The dish provides a luscious, smooth texture contrasting with the tender spinach leaves, making it suitable as a versatile accompaniment to proteins or grains. It works well for those seeking a fresher take on traditional creamed spinach, retaining a citrus lift and herbaceous touch. Its mild seasoning invites customization with salt and pepper to taste.
The recipe notes that the dish can be stored in an airtight container in the refrigerator for up to two days, making it convenient for meal prep. Adjusting the yogurt's consistency with a little water helps achieve the desired creaminess depending on the yogurt thickness. Serving it at room or cool temperature preserves the fresh qualities of the lemon and herbs.
Ingredients
- 240 grams (8.4 ounce) Greek yogurt strained
- 1 tablespoon dill finely chopped, fresh
- ¼ lemon zest
- 2 tablespoons lemon juice
- 4 tablespoons extra virgin olive oil
- 50 grams (½ small) red onion minced
- 4 garlic sliced, cloves
- 25 grams (½ medium-sized) spring onion mostly the green part finely chopped
- 350 grams spinach or frozen thawed spinach, fresh leaves
Instructions
- In a bowl whisk to combine the Greek yogurt, dill, lemon juice, and lemon zest. Add 3-4 tablespoons of water to make the mixture a bit more runny depending on how thick the yogurt you are using is, and set the bowl aside.
- Heat the extra virgin olive oil in a large non-stick pan over high heat.

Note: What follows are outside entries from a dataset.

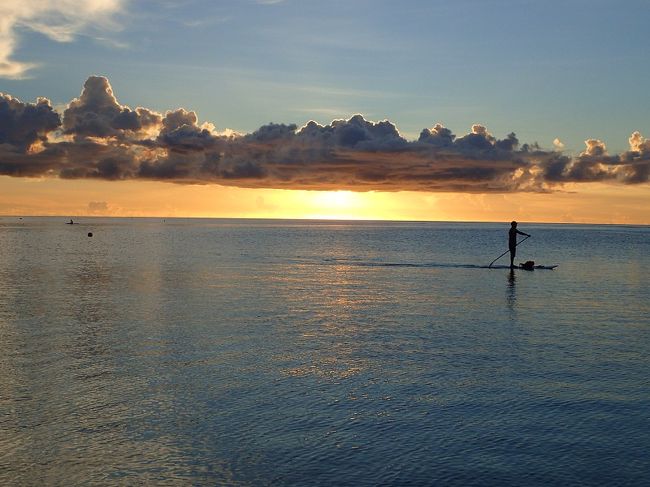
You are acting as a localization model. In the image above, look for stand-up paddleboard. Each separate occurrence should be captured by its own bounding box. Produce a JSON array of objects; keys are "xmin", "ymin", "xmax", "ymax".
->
[{"xmin": 485, "ymin": 264, "xmax": 558, "ymax": 271}]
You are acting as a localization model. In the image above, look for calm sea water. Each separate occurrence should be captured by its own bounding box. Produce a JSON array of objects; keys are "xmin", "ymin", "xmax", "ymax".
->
[{"xmin": 0, "ymin": 217, "xmax": 650, "ymax": 486}]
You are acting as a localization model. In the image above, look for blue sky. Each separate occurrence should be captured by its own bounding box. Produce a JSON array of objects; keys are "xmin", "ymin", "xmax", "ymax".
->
[{"xmin": 0, "ymin": 0, "xmax": 650, "ymax": 153}]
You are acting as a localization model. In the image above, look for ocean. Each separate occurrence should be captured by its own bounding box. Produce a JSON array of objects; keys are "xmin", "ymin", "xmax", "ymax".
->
[{"xmin": 0, "ymin": 217, "xmax": 650, "ymax": 486}]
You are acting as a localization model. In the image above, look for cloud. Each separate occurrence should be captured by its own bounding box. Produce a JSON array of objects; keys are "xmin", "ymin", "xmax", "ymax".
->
[
  {"xmin": 0, "ymin": 0, "xmax": 123, "ymax": 79},
  {"xmin": 0, "ymin": 76, "xmax": 650, "ymax": 193},
  {"xmin": 63, "ymin": 76, "xmax": 161, "ymax": 138}
]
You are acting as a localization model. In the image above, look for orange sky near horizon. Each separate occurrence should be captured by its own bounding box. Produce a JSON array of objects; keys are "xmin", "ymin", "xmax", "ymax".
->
[{"xmin": 0, "ymin": 176, "xmax": 650, "ymax": 225}]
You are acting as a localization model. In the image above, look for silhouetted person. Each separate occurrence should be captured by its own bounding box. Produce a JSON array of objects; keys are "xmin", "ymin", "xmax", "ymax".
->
[{"xmin": 508, "ymin": 221, "xmax": 530, "ymax": 269}]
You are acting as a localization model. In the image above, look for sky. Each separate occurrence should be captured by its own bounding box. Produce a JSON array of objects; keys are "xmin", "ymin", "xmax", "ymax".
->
[{"xmin": 0, "ymin": 0, "xmax": 650, "ymax": 224}]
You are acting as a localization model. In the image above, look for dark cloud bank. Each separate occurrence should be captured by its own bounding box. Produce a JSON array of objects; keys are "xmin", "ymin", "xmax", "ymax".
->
[{"xmin": 0, "ymin": 76, "xmax": 650, "ymax": 193}]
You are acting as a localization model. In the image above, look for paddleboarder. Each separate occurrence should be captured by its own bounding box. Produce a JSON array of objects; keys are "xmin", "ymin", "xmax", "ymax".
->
[{"xmin": 508, "ymin": 221, "xmax": 530, "ymax": 269}]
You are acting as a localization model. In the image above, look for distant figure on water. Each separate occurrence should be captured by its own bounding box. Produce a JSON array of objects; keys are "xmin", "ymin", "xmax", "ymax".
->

- Add the red onion and garlic and drop the heat to low. Cook until caramelized and golden.
- Add the spring onion and the spinach in batches. Give it a minute or two after each batch for the spinach to wilt before adding the next one. Season lightly with salt and pepper.
- Take the pan off the heat. Stir in the Greek yogurt mixture.
- Serve with freshly ground pepper on top.
- You can store in an airtight food container in the fridge for up to 2 days.
Nutrition Information
Show DetailsNutrition Facts
Serving: 2Serving
Amount Per Serving
Calories 388 kcal
% Daily Value*
| Serving | 1serving | |
| Calories | 388kcal | 19% |
| Carbohydrates | 17g | 6% |
| Protein | 18g | 36% |
| Fat | 29g | 45% |
| Saturated Fat | 4g | 20% |
| Polyunsaturated Fat | 3g | 18% |
| Monounsaturated Fat | 21g | 105% |
| Trans Fat | 0.01g | 1% |
| Cholesterol | 6mg | 2% |
| Sodium | 186mg | 8% |
| Potassium | 1259mg | 27% |
| Fiber | 5g | 20% |
| Sugar | 6g | 12% |
| Vitamin A | 16557IU | 331% |
| Vitamin C | 62mg | 69% |
| Calcium | 335mg | 34% |
| Iron | 5mg | 28% |
* Percent Daily Values are based on a 2,000 calorie diet.